Studies have shown that people who consume moderate amounts of red wine and other types of alcoholic beverages may be at reduced risk for Alzheimer’s disease, but it could be that there surely is another thing that tipplers do or don’t do this impacts their risk of developing Alzheimer’s, Carrillo says.
“People who drink alcohol or eat healthy may be healthier in other aspects of their life, so it is difficult to disentangle whether it’s the healthy diet that protects them versus other healthy actions.”

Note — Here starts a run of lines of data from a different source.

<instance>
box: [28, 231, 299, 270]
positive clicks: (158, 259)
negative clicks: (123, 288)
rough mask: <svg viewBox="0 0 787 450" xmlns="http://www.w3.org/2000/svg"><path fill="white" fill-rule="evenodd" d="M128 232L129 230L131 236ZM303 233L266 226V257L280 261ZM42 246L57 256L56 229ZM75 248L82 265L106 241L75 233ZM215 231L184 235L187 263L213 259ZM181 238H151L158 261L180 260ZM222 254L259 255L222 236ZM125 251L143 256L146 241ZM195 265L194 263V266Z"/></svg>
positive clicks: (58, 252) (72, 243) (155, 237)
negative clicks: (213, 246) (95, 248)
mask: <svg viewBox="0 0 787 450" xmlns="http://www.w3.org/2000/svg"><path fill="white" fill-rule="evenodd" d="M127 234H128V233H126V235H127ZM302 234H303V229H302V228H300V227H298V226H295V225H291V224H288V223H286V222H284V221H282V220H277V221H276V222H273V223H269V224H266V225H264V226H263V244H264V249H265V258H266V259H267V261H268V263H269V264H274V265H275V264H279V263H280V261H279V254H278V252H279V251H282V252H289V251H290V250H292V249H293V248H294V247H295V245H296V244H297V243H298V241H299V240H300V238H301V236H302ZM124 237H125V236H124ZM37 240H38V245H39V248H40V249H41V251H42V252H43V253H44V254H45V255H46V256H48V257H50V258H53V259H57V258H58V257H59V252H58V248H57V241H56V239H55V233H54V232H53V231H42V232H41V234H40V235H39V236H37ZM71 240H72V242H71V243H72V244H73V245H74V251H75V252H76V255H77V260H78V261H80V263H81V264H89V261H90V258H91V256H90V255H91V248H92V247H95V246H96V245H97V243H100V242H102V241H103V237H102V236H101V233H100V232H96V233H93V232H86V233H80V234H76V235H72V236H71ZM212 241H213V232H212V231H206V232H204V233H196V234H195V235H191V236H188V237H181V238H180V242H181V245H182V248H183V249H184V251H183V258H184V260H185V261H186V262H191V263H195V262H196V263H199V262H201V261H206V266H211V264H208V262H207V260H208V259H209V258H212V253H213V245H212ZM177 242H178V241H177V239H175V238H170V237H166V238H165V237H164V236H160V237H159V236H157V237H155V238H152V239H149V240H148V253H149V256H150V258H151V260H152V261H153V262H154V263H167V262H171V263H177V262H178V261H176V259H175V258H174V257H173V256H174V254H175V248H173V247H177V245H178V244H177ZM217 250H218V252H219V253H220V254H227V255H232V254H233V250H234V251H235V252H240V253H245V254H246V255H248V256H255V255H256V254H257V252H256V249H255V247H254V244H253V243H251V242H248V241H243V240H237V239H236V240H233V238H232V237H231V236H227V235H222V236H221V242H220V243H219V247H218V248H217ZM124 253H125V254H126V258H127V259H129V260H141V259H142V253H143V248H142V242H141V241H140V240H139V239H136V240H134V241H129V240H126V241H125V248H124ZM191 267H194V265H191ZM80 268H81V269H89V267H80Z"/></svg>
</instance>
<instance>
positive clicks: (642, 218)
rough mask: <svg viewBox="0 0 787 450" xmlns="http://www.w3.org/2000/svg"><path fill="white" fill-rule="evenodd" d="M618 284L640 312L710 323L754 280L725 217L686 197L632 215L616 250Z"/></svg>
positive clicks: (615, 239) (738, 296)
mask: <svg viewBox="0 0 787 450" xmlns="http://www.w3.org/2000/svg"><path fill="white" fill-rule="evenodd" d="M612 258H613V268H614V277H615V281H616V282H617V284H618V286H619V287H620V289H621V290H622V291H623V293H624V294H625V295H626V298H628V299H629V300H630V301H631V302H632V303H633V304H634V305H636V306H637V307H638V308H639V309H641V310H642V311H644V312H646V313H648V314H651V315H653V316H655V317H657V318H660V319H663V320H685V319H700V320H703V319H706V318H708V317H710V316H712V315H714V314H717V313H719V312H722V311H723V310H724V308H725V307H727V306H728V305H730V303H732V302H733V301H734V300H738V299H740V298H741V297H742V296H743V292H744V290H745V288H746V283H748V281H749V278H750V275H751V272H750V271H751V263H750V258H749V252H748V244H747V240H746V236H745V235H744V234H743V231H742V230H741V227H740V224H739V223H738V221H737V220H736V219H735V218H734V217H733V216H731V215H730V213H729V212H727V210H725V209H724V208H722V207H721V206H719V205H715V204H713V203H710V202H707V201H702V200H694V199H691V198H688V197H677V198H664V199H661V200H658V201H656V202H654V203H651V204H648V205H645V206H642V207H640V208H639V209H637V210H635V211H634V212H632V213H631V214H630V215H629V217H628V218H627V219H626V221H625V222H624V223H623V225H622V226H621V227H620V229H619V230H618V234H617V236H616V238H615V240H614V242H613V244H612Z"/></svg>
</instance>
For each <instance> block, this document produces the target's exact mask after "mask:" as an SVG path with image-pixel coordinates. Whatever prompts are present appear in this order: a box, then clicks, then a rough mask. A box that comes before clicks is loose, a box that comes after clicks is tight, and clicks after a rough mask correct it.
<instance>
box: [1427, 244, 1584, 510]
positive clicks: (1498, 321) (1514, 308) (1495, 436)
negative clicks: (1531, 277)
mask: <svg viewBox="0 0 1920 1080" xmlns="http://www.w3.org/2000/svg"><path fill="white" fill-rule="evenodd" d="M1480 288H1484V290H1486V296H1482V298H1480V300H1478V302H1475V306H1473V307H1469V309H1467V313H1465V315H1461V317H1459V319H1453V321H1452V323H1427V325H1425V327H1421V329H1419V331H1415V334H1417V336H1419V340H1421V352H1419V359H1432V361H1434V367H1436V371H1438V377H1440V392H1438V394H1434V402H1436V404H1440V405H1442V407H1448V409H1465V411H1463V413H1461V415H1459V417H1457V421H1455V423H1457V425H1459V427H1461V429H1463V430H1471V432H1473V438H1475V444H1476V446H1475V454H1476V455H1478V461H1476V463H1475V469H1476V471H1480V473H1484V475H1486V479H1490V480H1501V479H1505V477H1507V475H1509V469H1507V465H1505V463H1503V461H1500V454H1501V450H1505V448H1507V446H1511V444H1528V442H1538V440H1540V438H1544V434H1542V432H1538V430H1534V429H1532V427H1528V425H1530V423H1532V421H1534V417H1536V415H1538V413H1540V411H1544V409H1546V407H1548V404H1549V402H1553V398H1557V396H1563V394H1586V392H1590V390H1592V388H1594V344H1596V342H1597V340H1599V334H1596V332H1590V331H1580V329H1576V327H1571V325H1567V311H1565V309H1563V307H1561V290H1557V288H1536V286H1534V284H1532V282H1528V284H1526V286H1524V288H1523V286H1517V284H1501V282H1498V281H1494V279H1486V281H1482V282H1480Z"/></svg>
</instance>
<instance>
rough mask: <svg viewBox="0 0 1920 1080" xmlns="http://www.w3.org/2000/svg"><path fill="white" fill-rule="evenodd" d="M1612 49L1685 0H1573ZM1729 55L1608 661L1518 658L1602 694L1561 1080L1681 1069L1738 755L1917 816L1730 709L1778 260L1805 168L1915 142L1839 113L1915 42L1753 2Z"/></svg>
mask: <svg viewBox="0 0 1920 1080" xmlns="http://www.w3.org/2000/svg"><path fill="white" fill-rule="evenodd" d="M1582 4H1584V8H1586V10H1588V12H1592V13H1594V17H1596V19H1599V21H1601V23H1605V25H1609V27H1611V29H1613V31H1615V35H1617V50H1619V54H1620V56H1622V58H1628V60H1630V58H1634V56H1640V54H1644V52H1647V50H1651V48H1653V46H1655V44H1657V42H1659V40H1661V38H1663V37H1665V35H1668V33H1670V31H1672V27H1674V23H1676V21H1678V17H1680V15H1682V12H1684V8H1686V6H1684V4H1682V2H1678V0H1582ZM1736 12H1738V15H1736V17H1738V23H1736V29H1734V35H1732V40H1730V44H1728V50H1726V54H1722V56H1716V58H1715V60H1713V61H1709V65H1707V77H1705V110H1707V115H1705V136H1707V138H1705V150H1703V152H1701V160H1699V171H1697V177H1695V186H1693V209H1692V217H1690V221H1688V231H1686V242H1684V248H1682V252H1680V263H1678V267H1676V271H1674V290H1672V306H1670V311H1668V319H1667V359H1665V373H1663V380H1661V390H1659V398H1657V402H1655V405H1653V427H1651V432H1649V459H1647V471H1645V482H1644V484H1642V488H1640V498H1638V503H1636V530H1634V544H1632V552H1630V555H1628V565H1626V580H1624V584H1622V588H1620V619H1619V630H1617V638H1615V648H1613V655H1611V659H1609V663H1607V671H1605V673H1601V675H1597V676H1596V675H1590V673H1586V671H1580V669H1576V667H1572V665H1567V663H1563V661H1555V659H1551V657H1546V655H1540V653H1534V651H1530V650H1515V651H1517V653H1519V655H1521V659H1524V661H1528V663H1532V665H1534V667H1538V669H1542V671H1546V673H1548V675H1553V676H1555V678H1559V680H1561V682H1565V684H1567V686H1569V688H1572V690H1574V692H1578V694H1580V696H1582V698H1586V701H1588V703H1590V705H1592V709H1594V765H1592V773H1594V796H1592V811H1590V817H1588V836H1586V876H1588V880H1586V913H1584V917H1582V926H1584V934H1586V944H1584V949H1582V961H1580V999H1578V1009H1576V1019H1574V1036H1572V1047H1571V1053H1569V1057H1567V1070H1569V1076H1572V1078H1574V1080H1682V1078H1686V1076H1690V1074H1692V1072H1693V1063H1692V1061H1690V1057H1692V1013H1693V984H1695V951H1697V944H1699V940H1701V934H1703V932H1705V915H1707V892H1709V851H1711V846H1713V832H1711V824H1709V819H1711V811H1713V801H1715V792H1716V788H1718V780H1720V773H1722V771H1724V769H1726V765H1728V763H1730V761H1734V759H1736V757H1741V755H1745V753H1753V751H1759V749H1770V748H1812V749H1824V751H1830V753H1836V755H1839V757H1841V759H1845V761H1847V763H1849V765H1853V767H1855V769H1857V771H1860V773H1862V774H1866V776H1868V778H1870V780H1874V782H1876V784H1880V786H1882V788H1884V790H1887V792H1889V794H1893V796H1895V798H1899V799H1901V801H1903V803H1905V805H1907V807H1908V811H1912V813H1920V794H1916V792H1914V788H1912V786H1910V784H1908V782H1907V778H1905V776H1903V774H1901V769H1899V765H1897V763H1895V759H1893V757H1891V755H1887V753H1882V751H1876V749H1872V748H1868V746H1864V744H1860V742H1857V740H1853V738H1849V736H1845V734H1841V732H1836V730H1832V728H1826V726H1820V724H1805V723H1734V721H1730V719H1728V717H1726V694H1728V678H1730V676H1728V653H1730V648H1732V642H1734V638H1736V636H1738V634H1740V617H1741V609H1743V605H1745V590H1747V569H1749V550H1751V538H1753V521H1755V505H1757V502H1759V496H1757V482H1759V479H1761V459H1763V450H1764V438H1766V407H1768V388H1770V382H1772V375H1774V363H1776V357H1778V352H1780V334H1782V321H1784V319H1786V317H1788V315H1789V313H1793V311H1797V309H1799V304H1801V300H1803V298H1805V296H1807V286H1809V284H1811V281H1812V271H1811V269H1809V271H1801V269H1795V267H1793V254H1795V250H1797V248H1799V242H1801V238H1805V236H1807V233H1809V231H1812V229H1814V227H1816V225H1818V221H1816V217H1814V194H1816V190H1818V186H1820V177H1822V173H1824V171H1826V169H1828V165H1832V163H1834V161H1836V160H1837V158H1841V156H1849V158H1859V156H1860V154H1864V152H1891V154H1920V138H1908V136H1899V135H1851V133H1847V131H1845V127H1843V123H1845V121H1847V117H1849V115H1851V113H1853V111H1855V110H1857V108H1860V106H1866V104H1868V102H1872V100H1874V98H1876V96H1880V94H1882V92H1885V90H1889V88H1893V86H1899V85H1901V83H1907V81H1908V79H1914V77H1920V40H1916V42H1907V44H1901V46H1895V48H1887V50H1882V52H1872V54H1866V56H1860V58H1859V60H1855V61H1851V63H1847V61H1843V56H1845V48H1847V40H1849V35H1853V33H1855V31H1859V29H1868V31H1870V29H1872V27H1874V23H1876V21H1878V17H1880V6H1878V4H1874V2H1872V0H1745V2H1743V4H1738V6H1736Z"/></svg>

The latest research presented at the National Meeting of the American Chemical Society in Boston found that blueberries, strawberries, and acai berries may help put the brakes on age-related cognitive decline by preserving the brain’s natural “housekeeper” mechanism, which wanes with age.
This mechanism helps get rid of toxic proteins associated with age-related memory loss.
Fiber-rich whole grains are a fundamental component of the Mediterranean diet, which is also packed with fruits, vegetables, nut products and seeds, essential olive oil, and wine.
Research out of Columbia School Medical Center in New York City shows that the dietary plan may be associated with lower threat of the mild cognitive impairment that can improvement to Alzheimer’s disease.
“We don’t eat foods or nutritional vitamins in isolation, we consume in mixture with other food stuffs so there is certainly value in eating patterns,” affirms Nikolaos Scarmeas, MD, an associate professor of neurology at Columbia University or college, who conducted the studies.
This type of diet may reduce inflammation, oxidative stress, and other vascular risk factors such as high blood pressure-all of which have a role in increasing risk for brain and heart diseases.
Okay you can’t eat it, but research suggests that regular exercise is as important, if not more so, as what you eat when it comes to memory-saving lifestyle changes.
Experts all stress that getting regular exercise is also an important part of the formula as it pertains to staving off many diseases, including Alzheimer’s.
The bottom line?
“We can‘t venture out and say, ‘Eat these exact things and you are protected from Alzheimer’s,’ but there is nearly no issue with increasing your exercise and consuming a diet plan rich in wholegrains, vegetables, seafood, healthy oils, nuts, and seeds,” Morris says.